After the war, due to many factors such as continuing rapid increase in agricultural production due to the 1862 Homestead Act, advancing technology, expansion of transportation facilities beyond existing needs funded by government subsidies and expansion of commercial bank credit, restriction of farmers and small businesses to existing savings for financing, Prince Otto von Bismarck’s money manipulations against Austria and, later, France, and the at-first official and later unofficial policy of the United States government to restore parity of the paper currency with gold (did we miss any of the major factors?  Oh, yes, the oversupply of silver just as silver was being demonetized in many countries), prices fell drastically, and anyone who had borrowed when money was “cheap” now had to repay when money was “dear” — i.e., money borrowed when wheat was, say, $2 per bushel had to be repaid when wheat was $1 per bushel . . . meaning a farmer had to produce twice as much wheat as the loan was worth when he got the loan.

"The Great Commoner": William Jennings Bryan
Had inflation not been an issue, of course, and the currency retained a standard value with both gold and paper at par during the war and afterwards, the problem would have been different, and quite possibly negligible.  The need to restore the faith and credit of the government, however, ensured that the method chosen, deflation, would harm the very people it was intended to help (farmers and small businessmen), and benefit the people who didn’t need help: big business and the financial services industry.  This was why Bryan demanded that as much silver as was necessary be coined to inflate the currency and raise prices.

The main question, then, was not whether the money supply should be manipulated.  That was a given.  The only question was who was to benefit from the manipulation.  That determined whether the government should follow a policy of inflation or deflation.
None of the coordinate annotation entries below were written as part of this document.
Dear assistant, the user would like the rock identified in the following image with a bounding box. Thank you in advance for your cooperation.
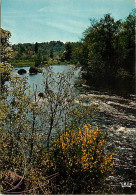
[18,69,27,74]
[29,67,42,74]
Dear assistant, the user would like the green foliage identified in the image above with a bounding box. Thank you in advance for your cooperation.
[46,125,114,194]
[80,13,135,91]
[35,52,42,67]
[0,28,12,87]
Both inflation and deflation, however, are Currency Principle phenomena.  If an economy has a reserve currency that is fixed and uniform in value, is asset-backed, and expands and contracts directly with the present value of existing and future marketable goods and services in the economy, there will be neither inflation nor deflation.
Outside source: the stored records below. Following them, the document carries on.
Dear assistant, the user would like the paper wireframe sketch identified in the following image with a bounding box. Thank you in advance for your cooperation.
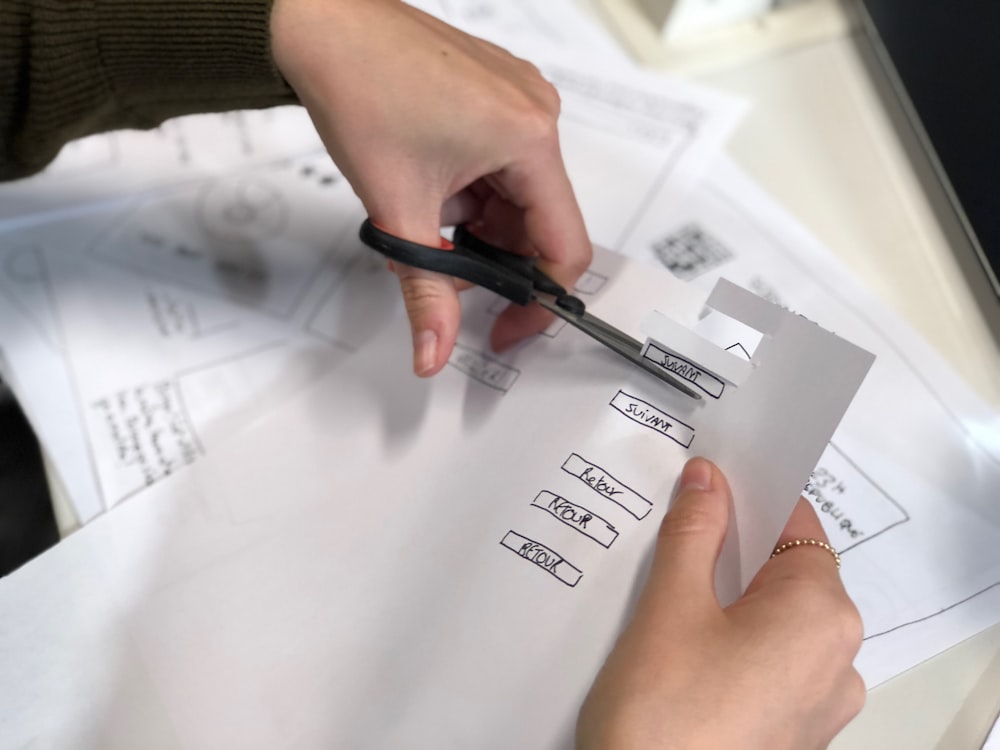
[0,253,871,748]
[625,160,1000,687]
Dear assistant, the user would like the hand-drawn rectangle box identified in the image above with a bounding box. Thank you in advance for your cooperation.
[448,344,521,393]
[500,531,583,587]
[642,341,726,398]
[531,490,618,547]
[562,453,653,521]
[611,391,694,448]
[802,443,910,552]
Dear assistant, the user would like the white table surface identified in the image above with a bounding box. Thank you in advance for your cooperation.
[578,0,1000,750]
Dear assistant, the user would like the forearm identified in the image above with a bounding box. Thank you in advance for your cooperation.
[0,0,296,179]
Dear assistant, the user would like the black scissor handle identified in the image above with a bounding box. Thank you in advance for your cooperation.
[359,219,565,305]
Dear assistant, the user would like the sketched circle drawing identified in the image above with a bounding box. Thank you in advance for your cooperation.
[198,179,288,242]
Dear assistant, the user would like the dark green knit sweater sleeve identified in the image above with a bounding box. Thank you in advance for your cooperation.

Inflation as the cure for economic woes
“Inflation” we define as “an increase in the price level due to an increase in the money supply without a corresponding increase in the present value of existing and future marketable goods and services.”  More accurately, this is “demand-pull” inflation, a monetary phenomenon.  “Cost-push” inflation results not from manipulation of the money supply, but from actual changes in the supply and demand of and for marketable goods and services, an economic phenomenon.

“Deflation” we define as “a decrease in the price level due to a decrease in the money supply without a corresponding decrease in the present value of existing and future marketable goods and services.”  It is a monetary phenomenon.  Deflation should not be confused with “currency appreciation.”  Appreciation is an economic phenomenon in which a currency will buy more goods and services because those goods and services are in greater supply, become less costly to manufacture or procure, or demand falls.

The real solution to falling prices, however, is not to raise prices through inflation, any more than the real solution to rising prices is to lower them through deflation.  Consistent with Say’s Law of Markets, the real solution to both problems is to make people who are not productive, productive.  This was the question that Louis Kelso addressed and solved with binary economics.